Trials

A trial represents a scientific investigation which is required before a drug or a therapy design is admitted.

This investigation has to prove that a drug or a therapy design is efficient and uncritical for the patients and also brings advantages in comparison with other drugs or designs. Therefore, clinical trials are essential to reach progress in cancer care and develop the best and most effective therapy strategies for patients.

“How does a trial come up?”

Before a trial can be started, severe scientific and legal requirements have to be fulfilled. Normally the trial protocol is compiled by different “experts” of the respective specialty on basis of latest scientific data, then examined by an independent ethics committee and finally presented to the federal authority for release. Furthermore, it has to be concluded a patients’ insurance that will pay in case of damages which are attributable to the trial therapy.

“What are the advantages of a participation in a trial?”

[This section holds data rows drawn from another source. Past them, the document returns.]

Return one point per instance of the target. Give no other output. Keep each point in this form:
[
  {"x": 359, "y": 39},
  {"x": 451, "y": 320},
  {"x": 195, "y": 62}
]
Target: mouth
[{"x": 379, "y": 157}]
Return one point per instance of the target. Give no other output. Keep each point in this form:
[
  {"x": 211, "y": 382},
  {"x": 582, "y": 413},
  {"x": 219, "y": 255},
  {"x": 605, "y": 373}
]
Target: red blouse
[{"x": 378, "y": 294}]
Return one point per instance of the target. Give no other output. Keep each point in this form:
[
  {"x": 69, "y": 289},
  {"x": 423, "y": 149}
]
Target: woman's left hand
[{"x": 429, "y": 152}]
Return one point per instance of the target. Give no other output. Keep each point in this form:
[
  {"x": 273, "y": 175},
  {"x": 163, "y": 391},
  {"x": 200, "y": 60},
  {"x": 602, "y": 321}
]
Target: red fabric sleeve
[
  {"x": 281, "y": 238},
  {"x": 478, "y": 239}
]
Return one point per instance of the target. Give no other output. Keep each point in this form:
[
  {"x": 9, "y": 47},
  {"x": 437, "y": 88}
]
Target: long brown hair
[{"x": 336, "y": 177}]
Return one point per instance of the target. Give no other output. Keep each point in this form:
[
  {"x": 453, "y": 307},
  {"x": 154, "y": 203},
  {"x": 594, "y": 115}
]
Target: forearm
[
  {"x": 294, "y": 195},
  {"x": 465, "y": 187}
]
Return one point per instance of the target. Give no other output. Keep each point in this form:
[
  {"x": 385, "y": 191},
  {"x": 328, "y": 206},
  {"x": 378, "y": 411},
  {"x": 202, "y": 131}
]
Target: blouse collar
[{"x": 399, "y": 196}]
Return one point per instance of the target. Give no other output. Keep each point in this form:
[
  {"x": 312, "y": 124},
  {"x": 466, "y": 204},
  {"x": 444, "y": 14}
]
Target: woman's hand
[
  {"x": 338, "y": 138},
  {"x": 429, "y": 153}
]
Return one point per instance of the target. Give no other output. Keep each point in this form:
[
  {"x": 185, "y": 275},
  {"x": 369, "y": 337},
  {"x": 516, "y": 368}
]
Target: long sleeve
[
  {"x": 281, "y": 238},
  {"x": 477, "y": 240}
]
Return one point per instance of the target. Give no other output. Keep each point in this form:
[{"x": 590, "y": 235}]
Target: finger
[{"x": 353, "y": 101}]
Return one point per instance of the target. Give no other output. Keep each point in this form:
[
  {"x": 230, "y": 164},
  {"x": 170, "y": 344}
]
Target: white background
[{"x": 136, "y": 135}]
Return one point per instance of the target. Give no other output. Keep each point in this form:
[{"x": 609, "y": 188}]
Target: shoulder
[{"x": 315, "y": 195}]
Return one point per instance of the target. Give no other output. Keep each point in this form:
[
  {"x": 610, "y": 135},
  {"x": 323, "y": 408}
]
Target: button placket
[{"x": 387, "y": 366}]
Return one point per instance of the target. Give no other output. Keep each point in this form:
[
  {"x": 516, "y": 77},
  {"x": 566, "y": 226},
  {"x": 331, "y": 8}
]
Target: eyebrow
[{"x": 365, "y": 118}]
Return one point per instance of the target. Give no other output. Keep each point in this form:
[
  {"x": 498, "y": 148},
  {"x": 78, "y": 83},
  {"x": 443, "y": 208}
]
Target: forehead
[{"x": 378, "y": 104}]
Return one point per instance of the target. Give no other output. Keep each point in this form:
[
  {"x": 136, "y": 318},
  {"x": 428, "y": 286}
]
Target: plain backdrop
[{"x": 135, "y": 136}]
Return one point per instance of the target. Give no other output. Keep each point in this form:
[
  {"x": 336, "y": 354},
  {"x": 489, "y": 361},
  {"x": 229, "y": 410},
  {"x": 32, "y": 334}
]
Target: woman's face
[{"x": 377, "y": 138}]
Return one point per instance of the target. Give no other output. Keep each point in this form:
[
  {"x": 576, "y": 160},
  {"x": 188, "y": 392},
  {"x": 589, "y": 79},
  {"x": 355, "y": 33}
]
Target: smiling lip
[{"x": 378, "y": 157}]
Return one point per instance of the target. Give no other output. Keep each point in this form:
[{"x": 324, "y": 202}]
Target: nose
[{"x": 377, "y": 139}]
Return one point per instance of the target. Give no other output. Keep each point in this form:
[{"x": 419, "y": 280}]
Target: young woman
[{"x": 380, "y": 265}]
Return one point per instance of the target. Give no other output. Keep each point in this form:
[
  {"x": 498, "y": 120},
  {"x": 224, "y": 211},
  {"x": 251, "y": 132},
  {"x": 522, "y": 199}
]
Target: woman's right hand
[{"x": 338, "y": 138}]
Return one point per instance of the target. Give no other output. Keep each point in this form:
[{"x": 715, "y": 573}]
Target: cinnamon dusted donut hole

Patients in clinical trials are under “special care”; usually they receive newest therapy designs whose validation and application are only possible within the frame of the scientific trial. At the worldwide largest cancer congress of the American Society of Clinical Oncology (ASCO) held 2000 in New Orleans, the Austrian work group around A. Gnant could show that patients with breast cancer within clinical trials in comparison with patients outside of trials lived clearly longer because they had a more intensive care and surveillance.

The chemotherapy of ovarian cancer should anyway be effected preferably within clinical trials to improve the data situation for the patients and further optimize progresses already reached.

“Are there reasons which do not allow a participation in a trial?”

Frequently different trials are available for the different situations (e. g. first or second treatment).

In order to ensure safety for the patient, so-called inclusion and exclusion criteria are stated in the trial protocol. Before the trial starts, the attending physician controls how far the criteria are true. By doing this, certain accompanying illnesses (e. g. active convulsion disorder or severe kidney damage) can exclude a participation in a certain trial.

The goal of all performed NOGGO-trials is to publish their results. In addition, if possible phase III trials should be performed as Intergroup trials to randomize the required number of patients in a short time.

Translational research shall be integrated in the trial protocols.